I have asked Kathleen Luschek, our member support specialist who specializes in Similarity Check, to help me with this one, as she has more experience with and knows SimCheck better than me. She’s gathering answers for you.
Thanks for your question! The Doc-to-Doc Comparison tool was added to the Similarity Check service at the request of our users a few years ago. As you mention, it’s a way to compare one document against, up to five, others. Obviously, you could use this in both ways that you mention (comparing against versions of itself or against other docs that seem to have a similar subject), but I think the main reason our users were so interested in this feature is that it provides a way to compare a document against another document (or 5), without those other documents having to have been indexed by Turnitin or included in their database.
I would venture to guess that users find it the most useful when they have several manuscripts submitted at once on a particular subject. This feature allows you to compare them early on in the submission process, before DOIs are even registered and before they are published. The advantage is that you are comparing private documents at this stage.

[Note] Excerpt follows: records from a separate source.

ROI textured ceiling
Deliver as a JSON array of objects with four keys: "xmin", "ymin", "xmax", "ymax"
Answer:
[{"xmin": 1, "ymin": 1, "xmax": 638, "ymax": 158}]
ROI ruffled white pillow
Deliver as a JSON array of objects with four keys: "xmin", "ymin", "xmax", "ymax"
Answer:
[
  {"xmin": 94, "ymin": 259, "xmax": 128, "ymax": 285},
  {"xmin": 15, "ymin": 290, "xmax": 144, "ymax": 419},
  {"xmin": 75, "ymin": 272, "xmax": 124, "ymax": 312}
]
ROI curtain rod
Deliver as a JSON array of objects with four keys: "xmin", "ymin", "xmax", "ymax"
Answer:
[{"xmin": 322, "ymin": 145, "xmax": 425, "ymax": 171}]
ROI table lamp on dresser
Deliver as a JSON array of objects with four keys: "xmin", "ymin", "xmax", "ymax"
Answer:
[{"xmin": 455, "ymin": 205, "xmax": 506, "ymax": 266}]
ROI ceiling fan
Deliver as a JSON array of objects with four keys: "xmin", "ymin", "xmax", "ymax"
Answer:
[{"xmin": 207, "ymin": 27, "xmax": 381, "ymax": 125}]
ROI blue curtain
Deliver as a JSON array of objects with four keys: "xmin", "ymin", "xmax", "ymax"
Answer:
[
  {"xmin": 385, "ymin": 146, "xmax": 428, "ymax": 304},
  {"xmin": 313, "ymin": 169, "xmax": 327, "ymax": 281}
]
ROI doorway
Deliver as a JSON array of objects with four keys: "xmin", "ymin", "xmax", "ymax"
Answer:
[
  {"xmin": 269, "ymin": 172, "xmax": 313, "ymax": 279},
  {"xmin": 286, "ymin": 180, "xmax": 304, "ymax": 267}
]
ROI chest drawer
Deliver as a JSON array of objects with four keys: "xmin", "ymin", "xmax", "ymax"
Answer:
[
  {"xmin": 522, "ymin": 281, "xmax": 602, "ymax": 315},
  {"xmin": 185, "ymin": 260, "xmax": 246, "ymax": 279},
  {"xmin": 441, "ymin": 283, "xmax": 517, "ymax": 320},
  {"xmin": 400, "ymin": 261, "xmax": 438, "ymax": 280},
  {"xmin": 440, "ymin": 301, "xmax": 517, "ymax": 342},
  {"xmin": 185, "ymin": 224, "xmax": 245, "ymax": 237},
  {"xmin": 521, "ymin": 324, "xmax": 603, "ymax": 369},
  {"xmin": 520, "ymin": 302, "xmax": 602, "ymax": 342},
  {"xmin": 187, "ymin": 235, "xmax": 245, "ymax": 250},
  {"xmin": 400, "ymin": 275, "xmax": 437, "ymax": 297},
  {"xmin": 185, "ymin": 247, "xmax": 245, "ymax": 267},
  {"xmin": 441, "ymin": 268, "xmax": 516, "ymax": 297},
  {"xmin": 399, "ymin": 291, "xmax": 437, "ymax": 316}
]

If you do use this to compare versions of the same paper in order to see changes, do remember that this does count as a single document submission, so it will count towards your total of per-document checking fees.
I hope that helps answer your question! Please let me know if there’s anything else I can help with.
Is there any standard guideline for the similarity check and count of similarity? Which text should be excluded from the report and which not? There should be some universal guideline to avoid confusion and misunderstanding among editors regarding similarity text and percentage.
Sometime do not able to exclude bibliography from the result, I think it may be due to some problem but I don’t know it.
I will try to contribute to your questions. I am a researcher at Research Integrity, I have been asked these questions.
There is no guideline, it is a textual similarity check. Exclusion of text from the report is at the discretion of the Editor and his knowledge of the area. Each area of knowledge has different definitions of similarity and its percentages. eg.: a description of a methodology or protocol will always be very similar; the description of a plant, animal or chemical compound is similar too. Publishers who have to identify within their area and experience what the similarity is, but don’t stick to levels / numbers much until they gain experience. Except in very high porcentage.
Excluding the bibliography is an option, but not only to diminish similarity, because comparing bibliography is also a way of identifying errors or intentional changes, but they are very rare cases. But it´s an option.
The Similarity Check has twice viewing modes. One to document view the article with figures, images, and has one specific for plain text.